Longtime faculty member, civic leader Charles Warfield dies at 77

Photo of Dr. Charles Warfield.
Dr. Charles Warfield

KALAMAZOO, Mich.—Dr. Charles Warfield, a longtime Western Michigan University faculty member and highly respected community and civil rights leader died June 5. He was 77.

Warfield was a faculty member in the College of Education for 41 years, retiring at the close of 2013 as associate professor emeritus of educational leadership, research and technology. Since 2009, he had served as president of the Metropolitan Kalamazoo Branch of the NAACP, taking the reins of that organization during its 100th anniversary year. The chapter's annual Dr. Charles C. Warfield Youth Service Award is named for him.

Charles Warfield

A Kalamazoo native and graduate of University High School, Warfield was a former member of the Kalamazoo Public Schools Board of Education, serving as president during his tenure on that board. He also was a former member of the Douglass Community Association Board of Directors and one of the community members who helped launch, in 1978, the Northside Ministerial Alliance.

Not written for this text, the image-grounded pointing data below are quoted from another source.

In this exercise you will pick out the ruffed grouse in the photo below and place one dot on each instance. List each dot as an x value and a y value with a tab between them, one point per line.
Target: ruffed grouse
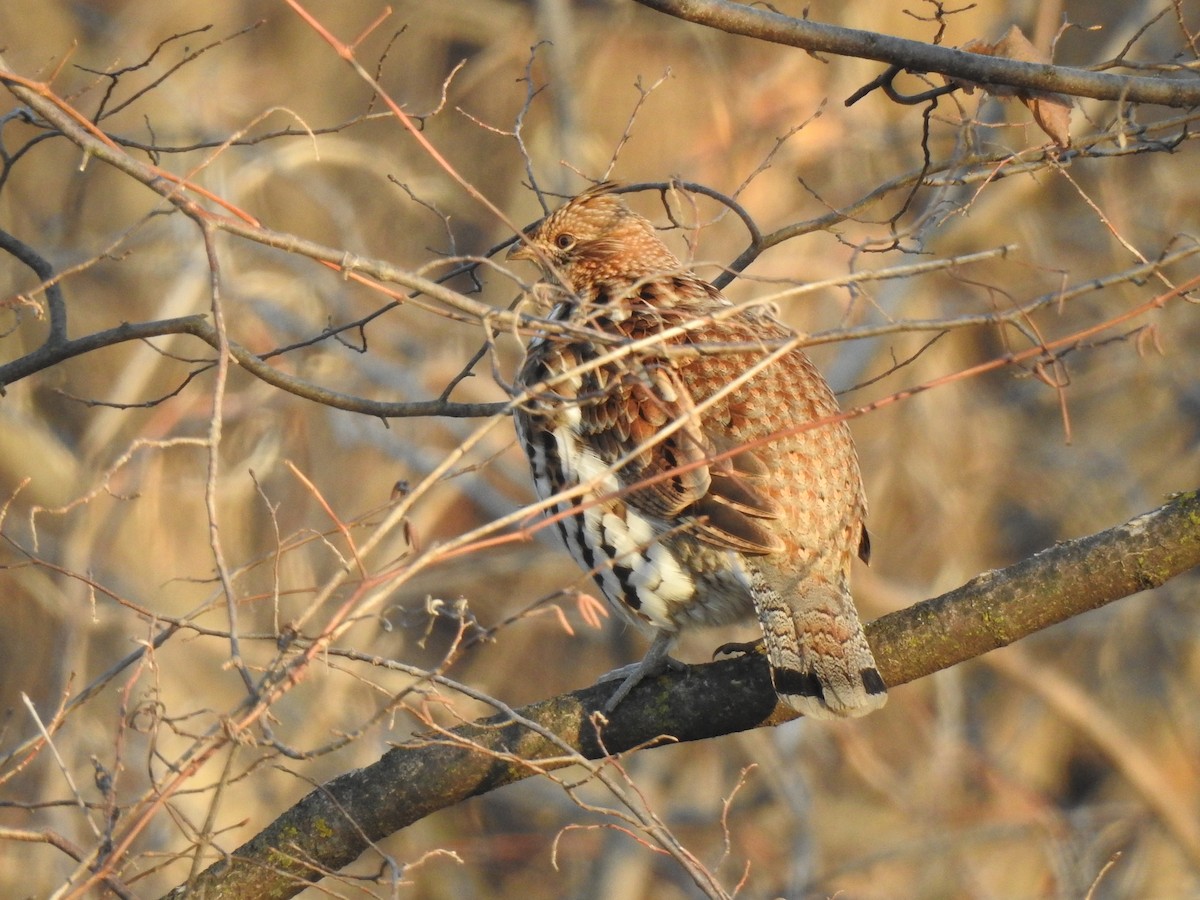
688	483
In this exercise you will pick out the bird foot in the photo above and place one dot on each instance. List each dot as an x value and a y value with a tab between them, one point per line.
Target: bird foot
653	664
743	647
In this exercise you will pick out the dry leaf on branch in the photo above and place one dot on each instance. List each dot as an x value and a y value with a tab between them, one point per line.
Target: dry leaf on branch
1050	111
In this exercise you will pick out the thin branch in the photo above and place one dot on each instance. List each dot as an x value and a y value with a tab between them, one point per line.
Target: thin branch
917	57
436	772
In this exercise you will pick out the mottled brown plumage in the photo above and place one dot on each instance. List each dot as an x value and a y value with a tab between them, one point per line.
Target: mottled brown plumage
702	499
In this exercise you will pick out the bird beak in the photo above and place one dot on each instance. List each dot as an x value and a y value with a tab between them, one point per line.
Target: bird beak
522	250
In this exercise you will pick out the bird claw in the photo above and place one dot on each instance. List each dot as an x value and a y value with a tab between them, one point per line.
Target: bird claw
743	647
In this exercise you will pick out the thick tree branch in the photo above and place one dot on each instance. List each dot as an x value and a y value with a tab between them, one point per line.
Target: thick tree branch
916	57
334	825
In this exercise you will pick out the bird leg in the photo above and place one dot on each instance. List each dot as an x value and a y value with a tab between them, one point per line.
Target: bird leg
653	664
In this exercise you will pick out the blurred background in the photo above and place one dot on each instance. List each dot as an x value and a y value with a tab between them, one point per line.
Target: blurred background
1062	765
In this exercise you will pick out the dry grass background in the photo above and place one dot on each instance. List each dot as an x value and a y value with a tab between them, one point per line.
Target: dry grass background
1018	775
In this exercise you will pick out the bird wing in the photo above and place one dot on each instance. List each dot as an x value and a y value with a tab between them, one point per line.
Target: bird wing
643	421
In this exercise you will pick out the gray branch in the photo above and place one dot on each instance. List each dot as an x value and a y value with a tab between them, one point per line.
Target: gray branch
335	823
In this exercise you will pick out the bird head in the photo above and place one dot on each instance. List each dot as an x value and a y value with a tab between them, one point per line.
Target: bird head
593	239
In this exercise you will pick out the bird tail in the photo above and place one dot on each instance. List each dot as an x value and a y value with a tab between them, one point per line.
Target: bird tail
820	660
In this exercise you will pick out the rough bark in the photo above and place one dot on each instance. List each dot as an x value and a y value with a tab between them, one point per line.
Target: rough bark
333	826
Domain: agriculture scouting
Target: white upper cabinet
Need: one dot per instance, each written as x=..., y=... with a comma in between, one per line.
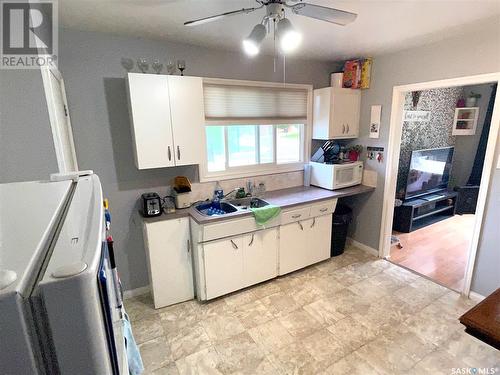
x=150, y=117
x=188, y=116
x=167, y=119
x=336, y=113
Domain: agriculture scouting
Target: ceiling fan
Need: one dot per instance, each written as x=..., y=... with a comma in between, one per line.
x=275, y=20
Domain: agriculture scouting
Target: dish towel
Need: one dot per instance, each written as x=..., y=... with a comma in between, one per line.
x=266, y=213
x=135, y=365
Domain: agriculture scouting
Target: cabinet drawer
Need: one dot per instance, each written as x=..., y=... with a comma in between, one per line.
x=233, y=227
x=324, y=208
x=297, y=214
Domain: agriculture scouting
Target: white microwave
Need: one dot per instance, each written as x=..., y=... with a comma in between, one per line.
x=336, y=176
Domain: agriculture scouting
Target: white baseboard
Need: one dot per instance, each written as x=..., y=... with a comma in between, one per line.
x=362, y=246
x=476, y=296
x=136, y=292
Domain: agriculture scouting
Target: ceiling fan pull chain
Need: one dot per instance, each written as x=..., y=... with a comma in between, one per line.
x=274, y=41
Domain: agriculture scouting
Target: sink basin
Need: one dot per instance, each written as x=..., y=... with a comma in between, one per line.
x=208, y=209
x=247, y=203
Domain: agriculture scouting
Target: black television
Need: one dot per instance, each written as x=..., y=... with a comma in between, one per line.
x=429, y=171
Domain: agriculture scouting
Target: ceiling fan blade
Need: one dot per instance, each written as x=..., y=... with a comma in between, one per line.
x=337, y=16
x=219, y=16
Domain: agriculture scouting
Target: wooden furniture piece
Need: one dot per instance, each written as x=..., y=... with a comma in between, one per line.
x=465, y=121
x=167, y=116
x=419, y=212
x=168, y=252
x=336, y=113
x=483, y=320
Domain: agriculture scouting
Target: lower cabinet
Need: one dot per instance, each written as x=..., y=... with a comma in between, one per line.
x=223, y=266
x=237, y=262
x=168, y=250
x=260, y=256
x=303, y=243
x=319, y=236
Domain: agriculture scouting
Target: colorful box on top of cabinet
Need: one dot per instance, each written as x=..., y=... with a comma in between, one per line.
x=357, y=73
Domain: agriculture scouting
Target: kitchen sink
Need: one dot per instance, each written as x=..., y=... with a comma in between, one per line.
x=209, y=209
x=247, y=203
x=227, y=207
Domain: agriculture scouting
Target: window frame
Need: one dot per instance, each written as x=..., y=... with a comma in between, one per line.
x=267, y=168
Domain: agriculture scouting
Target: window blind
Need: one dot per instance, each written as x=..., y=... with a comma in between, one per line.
x=233, y=102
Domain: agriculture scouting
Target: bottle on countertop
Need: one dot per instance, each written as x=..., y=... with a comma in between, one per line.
x=218, y=194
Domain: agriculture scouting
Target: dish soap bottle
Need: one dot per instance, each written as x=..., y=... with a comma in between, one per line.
x=218, y=194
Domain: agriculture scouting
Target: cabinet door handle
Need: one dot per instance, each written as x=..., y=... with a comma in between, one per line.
x=251, y=241
x=313, y=223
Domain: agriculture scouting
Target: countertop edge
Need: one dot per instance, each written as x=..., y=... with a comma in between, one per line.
x=270, y=196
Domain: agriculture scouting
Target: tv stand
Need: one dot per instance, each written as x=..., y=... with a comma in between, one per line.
x=416, y=213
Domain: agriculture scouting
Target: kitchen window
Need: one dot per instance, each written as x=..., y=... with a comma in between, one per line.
x=254, y=129
x=233, y=147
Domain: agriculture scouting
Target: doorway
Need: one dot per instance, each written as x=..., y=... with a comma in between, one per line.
x=436, y=241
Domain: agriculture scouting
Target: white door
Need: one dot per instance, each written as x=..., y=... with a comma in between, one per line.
x=151, y=122
x=170, y=261
x=223, y=266
x=292, y=246
x=60, y=123
x=260, y=256
x=188, y=116
x=319, y=234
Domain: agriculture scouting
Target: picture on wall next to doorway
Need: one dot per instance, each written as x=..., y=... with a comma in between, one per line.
x=441, y=243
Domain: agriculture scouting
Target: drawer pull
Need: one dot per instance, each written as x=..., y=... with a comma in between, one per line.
x=251, y=241
x=313, y=223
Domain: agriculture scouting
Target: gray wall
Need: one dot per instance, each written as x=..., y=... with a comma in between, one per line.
x=26, y=146
x=466, y=146
x=444, y=59
x=94, y=77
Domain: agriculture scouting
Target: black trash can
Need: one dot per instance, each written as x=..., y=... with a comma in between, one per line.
x=342, y=217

He was first appointed to the WMU faculty in 1972. Immediately prior to that, he was director of school-community relations for the Kalamazoo Public Schools.

Warfield earned his bachelor's and master's degrees from WMU and a doctoral degree from the University of Oregon. Before leaving Kalamazoo to pursue his doctoral studies, he was associate director of the Kalamazoo County Community Action Program. He also served as an adult education teacher and a reading specialist at Kalamazoo College.

In Oregon, he served as assistant director and consultant to the Oregon Component State Project. He returned to Kalamazoo in 1969 and joined the Kalamazoo school system.

During his career, Warfield was deeply involved in a number of efforts to increase student persistence and success. In Kalamazoo, he directed a Para School in the early 1970s designed to decrease the number of high school dropouts by working with families and by providing support for at-risk young people. In the late 1970s, he took a two-year leave to work in Chicago as chief of staff and director of operations for PUSH for Excellence, a national high school intervention strategy that was an offshoot of the Rev. Jesse Jackson's PUSH—People United to Save Humanity—initiative.

Survivors include his wife of 56 years, Dr. Martha Warfield, WMU's vice president for diversity and inclusion.

Services

A celebration of Warfield's life is scheduled for the late afternoon and evening of Friday, June 17, in WMU's Miller Auditorium. The event will include a community reflection reception from 4:30 to 6 p.m. in the first- and second-floor lobbies and on the patio.  At 6:30 p.m., the event will move into the auditorium for a program that will include music and remarks by family members, friends and visiting guests.